Question

How do you solve \[2{\cos ^2}x - \cos x - 1 = 0\] and find all the solutions in the interval \[\left[ {0,2\pi } \right)\]

Answer 1

Hint: We have to solve the given quadratic equation. To do that, we can easily solve it by using the formula of calculating the value of the variable by using the concept of determinants. We use the formula for solving the value of determinants. Then we just put in the value of determinant into the formula for finding the variable, and that gives us the answer. But it is a point to note that if the value of the determinant is less than 0, i.e., negative, then there is no possible solution for the given equation.

Formula Used:
We are going to use the formula of calculating the value of the variable by using Determinant:
Determinant, \[D = {b^2} - 4ac\]
and, \[x = \dfrac{{ - b \pm \sqrt D }}{{2a}}\]
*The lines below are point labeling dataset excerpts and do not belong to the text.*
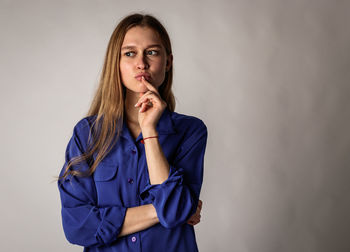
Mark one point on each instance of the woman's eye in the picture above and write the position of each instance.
(128, 54)
(150, 52)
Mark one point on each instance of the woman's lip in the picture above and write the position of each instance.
(139, 77)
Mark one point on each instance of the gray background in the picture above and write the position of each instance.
(269, 78)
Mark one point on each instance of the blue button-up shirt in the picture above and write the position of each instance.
(94, 207)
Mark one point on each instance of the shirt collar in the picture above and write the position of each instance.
(164, 126)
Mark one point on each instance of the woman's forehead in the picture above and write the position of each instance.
(141, 36)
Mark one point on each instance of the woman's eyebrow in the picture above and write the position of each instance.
(133, 47)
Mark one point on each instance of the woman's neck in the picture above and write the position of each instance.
(130, 110)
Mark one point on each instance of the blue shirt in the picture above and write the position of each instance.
(94, 207)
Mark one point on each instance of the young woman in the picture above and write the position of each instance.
(134, 167)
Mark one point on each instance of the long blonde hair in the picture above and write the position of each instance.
(108, 101)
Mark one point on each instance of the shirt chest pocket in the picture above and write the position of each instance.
(105, 172)
(105, 177)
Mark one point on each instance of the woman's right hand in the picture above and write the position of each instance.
(196, 218)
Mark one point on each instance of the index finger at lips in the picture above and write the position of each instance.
(149, 85)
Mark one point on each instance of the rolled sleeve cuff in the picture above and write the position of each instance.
(112, 221)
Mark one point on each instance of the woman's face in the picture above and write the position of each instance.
(142, 52)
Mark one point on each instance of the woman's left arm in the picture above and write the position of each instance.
(175, 188)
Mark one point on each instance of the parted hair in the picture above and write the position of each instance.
(108, 104)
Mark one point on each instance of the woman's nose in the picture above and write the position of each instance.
(142, 62)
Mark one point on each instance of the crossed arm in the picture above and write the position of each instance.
(142, 217)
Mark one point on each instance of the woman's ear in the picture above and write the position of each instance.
(169, 62)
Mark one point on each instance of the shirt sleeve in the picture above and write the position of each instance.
(84, 223)
(176, 199)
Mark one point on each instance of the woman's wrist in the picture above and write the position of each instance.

Complete step-by-step answer:
The given equation is \[2{\cos ^2}x - \cos x - 1 = 0\].
Let \[\cos x = k\].
Then, the given quadratic equation is \[2{k^2} - k - 1 = 0\].
First, we calculate the value of the determinant.
In this question, \[a = 2,{\rm{ }}b = - 1,{\rm{ }}c = - 1\].
The formula for finding determinant is:
\[D = {b^2} - 4ac\]
Putting in the values, we get,
$\Rightarrow$ \[D = {\left( { - 1} \right)^2} - 4 \times 2 \times \left( { - 1} \right) = 1 + 8 = 9 = {\left( 3 \right)^2}\]
Now, putting it in the formula to calculate the value of \[k\],
$\Rightarrow$ \[k = \dfrac{{ - \left( { - 1} \right) \pm \sqrt {{{\left( 3 \right)}^2}} }}{2} = \dfrac{{1 \pm 3}}{2} = - 1,2\]
Thus, \[\cos x = - \dfrac{1}{2}\] and \[\cos x = 1\]
Hence, solutions are \[\left\{ {0,\dfrac{{2\pi }}{3},\dfrac{{4\pi }}{3}} \right\}\]
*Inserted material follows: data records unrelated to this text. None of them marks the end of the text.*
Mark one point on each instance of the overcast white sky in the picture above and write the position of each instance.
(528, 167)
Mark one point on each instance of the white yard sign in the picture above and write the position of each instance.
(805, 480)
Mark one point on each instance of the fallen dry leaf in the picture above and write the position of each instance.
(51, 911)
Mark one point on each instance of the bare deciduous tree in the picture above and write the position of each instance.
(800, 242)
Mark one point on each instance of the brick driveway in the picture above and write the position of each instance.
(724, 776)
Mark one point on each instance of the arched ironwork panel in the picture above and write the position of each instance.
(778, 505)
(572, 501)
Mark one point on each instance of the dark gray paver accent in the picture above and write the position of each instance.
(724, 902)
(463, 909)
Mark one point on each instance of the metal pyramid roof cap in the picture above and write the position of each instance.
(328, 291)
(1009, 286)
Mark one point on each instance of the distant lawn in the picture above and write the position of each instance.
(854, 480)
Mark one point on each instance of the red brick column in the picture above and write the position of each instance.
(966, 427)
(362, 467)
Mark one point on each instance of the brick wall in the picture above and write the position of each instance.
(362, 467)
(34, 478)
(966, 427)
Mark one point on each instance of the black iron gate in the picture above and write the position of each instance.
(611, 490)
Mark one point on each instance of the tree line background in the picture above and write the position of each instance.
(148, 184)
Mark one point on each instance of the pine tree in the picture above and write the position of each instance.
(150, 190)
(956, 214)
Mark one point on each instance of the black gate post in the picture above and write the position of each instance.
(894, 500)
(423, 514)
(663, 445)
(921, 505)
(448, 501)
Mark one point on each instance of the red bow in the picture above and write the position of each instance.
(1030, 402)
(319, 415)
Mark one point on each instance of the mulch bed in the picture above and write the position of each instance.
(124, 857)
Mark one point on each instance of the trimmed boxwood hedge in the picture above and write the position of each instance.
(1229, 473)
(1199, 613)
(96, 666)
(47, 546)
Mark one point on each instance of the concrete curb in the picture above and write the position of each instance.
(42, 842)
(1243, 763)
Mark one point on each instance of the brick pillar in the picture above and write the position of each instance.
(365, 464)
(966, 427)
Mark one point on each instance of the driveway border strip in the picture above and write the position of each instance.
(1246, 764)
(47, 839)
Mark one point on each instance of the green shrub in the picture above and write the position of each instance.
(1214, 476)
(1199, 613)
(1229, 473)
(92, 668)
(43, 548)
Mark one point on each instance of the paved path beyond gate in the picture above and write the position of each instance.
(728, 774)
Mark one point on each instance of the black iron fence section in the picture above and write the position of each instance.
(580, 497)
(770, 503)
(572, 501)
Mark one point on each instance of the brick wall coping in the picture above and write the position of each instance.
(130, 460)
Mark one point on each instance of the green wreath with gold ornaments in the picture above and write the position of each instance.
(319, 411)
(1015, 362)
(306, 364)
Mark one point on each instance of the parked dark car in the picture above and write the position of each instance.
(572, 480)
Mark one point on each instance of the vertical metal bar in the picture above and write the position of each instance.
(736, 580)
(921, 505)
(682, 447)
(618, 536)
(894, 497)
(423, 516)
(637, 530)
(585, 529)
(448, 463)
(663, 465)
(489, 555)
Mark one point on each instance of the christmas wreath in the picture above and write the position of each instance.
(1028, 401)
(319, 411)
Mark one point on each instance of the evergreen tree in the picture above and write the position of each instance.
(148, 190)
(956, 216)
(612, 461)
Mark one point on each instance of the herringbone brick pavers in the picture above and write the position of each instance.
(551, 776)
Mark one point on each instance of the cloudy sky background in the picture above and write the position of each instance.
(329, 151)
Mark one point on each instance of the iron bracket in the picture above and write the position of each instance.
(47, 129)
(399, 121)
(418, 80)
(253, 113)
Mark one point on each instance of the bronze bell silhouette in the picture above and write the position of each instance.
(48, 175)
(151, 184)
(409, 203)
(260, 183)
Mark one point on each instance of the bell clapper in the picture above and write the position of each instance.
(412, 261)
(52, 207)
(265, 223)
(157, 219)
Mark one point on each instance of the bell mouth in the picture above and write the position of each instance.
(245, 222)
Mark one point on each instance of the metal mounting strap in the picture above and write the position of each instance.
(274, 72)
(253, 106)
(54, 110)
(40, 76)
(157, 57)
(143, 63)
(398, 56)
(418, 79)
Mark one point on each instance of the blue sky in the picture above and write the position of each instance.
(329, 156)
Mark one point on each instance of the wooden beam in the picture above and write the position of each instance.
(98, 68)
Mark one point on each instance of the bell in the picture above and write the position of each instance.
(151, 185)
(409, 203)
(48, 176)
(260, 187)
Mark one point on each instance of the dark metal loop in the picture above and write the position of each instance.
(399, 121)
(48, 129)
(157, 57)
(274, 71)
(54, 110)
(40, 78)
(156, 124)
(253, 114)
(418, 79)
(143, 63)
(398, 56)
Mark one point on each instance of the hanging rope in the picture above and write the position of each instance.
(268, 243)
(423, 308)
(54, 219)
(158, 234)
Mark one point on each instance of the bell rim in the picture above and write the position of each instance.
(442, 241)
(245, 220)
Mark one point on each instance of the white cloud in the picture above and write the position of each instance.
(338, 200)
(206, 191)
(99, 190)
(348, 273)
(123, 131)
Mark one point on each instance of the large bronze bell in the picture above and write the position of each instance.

Note: In the given question, we needed to factorize the given polynomial. It is not true that whenever there is a given problem, there will be a solution. So, first we need to check if there are any solutions that can be possible. If there is, then only we proceed to calculate the solution. There is no point in calculating the solution, when there is not any. For instance, there is no solution to the point of intersection of two parallel lines. Two parallel lines never intersect, hence, can never have any point of intersection.